Three suspects from Tortola facing 50 months for cocaine smuggling | THE DAILY HERALD

PHILIPSBURG–Three suspects are facing fifty-month prison sentences as they are suspected of cocaine smuggling at sea. The suspects, however, claim they had “fished” fifteen large packages out of the ocean while they were having difficulties with their vessel’s engine, and said they had no knowledge of the content of these packages. The Court of First Instance will give its decision October 23.

  The Prosecutor did not buy the stories of suspects D.M.F. (32), E.S.G. (31) and R.A.S. (33), who all hail from Tortola in the British Virgin Islands.

  The three men tried to convince the Judge that they had run into difficulties due to high and rough seas, which had caused the ship’s engine to break down after which the vessel had run adrift. Under these circumstances the Prosecutor found it hard to believe that the men had hauled some 400 kilos of extra weight on board.

  According to defence lawyer Sjamira Roseburg, the haul presumably concerned 361.9 kilos of cocaine, but due to the fact that only five per cent of the white substance in the confiscated 361 packages was tested in a field test and by the Netherlands Forensic Institute (NFI), she said it could not be ascertained that all packages had actually contained cocaine. Part of the cargo could have consisted of powder, sugar or wheat, the lawyer said.
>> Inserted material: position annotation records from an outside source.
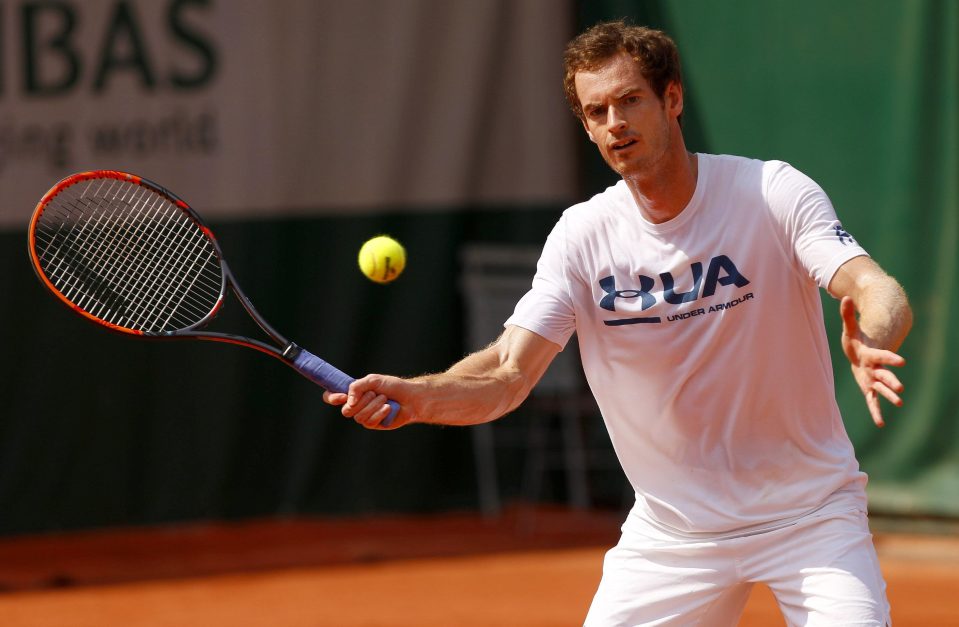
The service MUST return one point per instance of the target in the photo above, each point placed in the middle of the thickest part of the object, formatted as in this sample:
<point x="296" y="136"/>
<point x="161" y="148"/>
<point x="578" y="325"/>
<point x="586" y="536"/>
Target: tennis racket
<point x="131" y="256"/>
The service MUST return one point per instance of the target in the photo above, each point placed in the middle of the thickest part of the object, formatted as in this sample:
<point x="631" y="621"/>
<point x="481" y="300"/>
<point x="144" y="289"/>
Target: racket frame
<point x="301" y="360"/>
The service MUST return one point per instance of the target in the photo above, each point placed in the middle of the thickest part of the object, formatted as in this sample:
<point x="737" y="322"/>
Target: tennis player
<point x="692" y="285"/>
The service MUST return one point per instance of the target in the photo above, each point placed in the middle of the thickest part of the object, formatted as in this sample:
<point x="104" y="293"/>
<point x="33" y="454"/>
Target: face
<point x="631" y="126"/>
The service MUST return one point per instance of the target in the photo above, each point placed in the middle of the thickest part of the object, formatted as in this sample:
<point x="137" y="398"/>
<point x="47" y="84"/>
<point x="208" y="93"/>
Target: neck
<point x="663" y="192"/>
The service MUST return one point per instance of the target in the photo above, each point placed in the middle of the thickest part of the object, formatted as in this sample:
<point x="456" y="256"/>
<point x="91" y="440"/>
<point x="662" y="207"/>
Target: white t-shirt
<point x="702" y="339"/>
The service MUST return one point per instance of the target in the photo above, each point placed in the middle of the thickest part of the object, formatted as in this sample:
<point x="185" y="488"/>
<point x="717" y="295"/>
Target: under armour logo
<point x="843" y="235"/>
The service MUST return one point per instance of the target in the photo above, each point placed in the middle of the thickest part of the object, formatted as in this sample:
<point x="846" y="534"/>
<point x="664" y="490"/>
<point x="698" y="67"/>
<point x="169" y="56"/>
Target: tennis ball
<point x="382" y="259"/>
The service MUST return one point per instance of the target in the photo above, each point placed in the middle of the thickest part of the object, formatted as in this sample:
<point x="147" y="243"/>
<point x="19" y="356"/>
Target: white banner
<point x="247" y="107"/>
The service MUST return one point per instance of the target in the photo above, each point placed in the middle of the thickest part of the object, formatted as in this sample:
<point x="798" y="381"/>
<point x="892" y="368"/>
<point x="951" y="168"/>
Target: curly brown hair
<point x="652" y="49"/>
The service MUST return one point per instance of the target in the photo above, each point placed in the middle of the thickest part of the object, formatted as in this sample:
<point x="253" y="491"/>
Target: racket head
<point x="127" y="254"/>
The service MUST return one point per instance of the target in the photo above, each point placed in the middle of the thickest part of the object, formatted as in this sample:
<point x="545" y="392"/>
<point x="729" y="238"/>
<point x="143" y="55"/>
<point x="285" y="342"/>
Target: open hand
<point x="869" y="364"/>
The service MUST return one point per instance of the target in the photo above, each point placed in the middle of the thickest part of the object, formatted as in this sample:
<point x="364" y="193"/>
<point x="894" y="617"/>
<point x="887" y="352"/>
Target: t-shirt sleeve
<point x="809" y="224"/>
<point x="547" y="309"/>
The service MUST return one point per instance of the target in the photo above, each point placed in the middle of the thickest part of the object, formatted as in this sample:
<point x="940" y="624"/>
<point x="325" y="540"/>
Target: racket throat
<point x="291" y="352"/>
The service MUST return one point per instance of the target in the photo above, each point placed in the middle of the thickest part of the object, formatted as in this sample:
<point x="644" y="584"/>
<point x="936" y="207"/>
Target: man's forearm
<point x="885" y="317"/>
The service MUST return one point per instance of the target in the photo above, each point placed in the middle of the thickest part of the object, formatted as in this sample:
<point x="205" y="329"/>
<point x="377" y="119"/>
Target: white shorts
<point x="822" y="569"/>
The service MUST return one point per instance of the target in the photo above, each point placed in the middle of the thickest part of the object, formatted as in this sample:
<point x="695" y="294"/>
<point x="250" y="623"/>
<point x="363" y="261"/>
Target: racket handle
<point x="330" y="378"/>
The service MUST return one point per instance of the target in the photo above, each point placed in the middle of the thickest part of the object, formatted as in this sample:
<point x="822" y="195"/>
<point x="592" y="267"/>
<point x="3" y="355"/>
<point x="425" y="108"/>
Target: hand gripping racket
<point x="129" y="255"/>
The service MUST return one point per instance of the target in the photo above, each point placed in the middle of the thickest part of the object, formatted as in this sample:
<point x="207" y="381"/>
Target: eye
<point x="595" y="113"/>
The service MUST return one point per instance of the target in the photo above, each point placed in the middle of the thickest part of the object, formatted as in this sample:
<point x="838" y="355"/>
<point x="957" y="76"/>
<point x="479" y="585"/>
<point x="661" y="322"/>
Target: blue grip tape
<point x="331" y="378"/>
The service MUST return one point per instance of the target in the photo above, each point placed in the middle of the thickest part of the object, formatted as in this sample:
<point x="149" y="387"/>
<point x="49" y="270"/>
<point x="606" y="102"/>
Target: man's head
<point x="653" y="50"/>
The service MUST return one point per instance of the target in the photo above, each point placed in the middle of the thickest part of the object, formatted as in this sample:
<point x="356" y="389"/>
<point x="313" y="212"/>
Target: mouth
<point x="622" y="144"/>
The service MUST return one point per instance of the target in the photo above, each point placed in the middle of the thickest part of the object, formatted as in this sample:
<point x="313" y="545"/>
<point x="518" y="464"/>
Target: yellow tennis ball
<point x="382" y="259"/>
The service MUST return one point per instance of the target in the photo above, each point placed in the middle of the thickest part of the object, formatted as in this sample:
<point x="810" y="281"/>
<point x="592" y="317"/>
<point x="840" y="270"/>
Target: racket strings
<point x="144" y="272"/>
<point x="129" y="256"/>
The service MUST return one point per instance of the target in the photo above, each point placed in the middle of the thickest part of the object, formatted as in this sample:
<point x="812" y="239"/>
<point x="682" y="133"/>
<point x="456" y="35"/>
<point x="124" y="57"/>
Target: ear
<point x="673" y="99"/>
<point x="588" y="132"/>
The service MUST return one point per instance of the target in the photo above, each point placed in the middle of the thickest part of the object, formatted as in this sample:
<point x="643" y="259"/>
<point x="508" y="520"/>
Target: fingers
<point x="872" y="402"/>
<point x="366" y="402"/>
<point x="334" y="398"/>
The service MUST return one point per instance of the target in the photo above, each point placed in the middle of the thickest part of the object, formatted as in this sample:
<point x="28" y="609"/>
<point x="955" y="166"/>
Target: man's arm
<point x="481" y="387"/>
<point x="884" y="321"/>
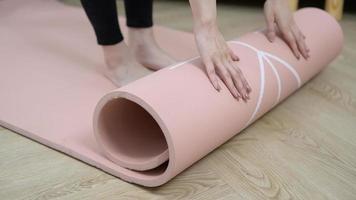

  Her clients were detected by the Royal Dutch Navy at 50 nautical miles from the Saba Bank, where St. Maarten does not have any jurisdiction, the lawyer claimed.

  The three suspects claimed that they had left Tortola to go fishing on a so-called “community boat”, which they had refurbished together with a number of people from their neighbourhood after Hurricane Irma.

  Every week, several groups of people made use of the unregistered vessel to go fishing in the vicinity of Tortola. They said they had never run into any difficulties as “everybody” knows each other in Tortola and they never had any intention to go fishing outside Tortola’s waters.

  According to Roseburg, her clients were no “drug barons” as they were unarmed, did not have large amounts of cash in their possession and had kept the drugs in plain sight of the Navy personnel on board Zr. Ms. Groningen.

  She said her clients’ story was “not unbelievable”. She said the three first offenders were now confronted with inhumane conditions inside the Pointe Blanche prison and surrounded by “hundreds” of cockroaches.

  She said her clients led normal lives in Tortola. S. is a married man with a six-year-old daughter. His wife is studying medicine and has nearly graduated.

  1. is a refugee from Venezuela, who is doing odd jobs to provide for himself. It is his ultimate goal to bring his wife and their almost-two-year-old son to Tortola in search of a better life, his lawyer said.

  Roseburg said that F. had a good life in Tortola. He held a job to take care of his two-year-old daughter and was an avid fisherman in his spare time.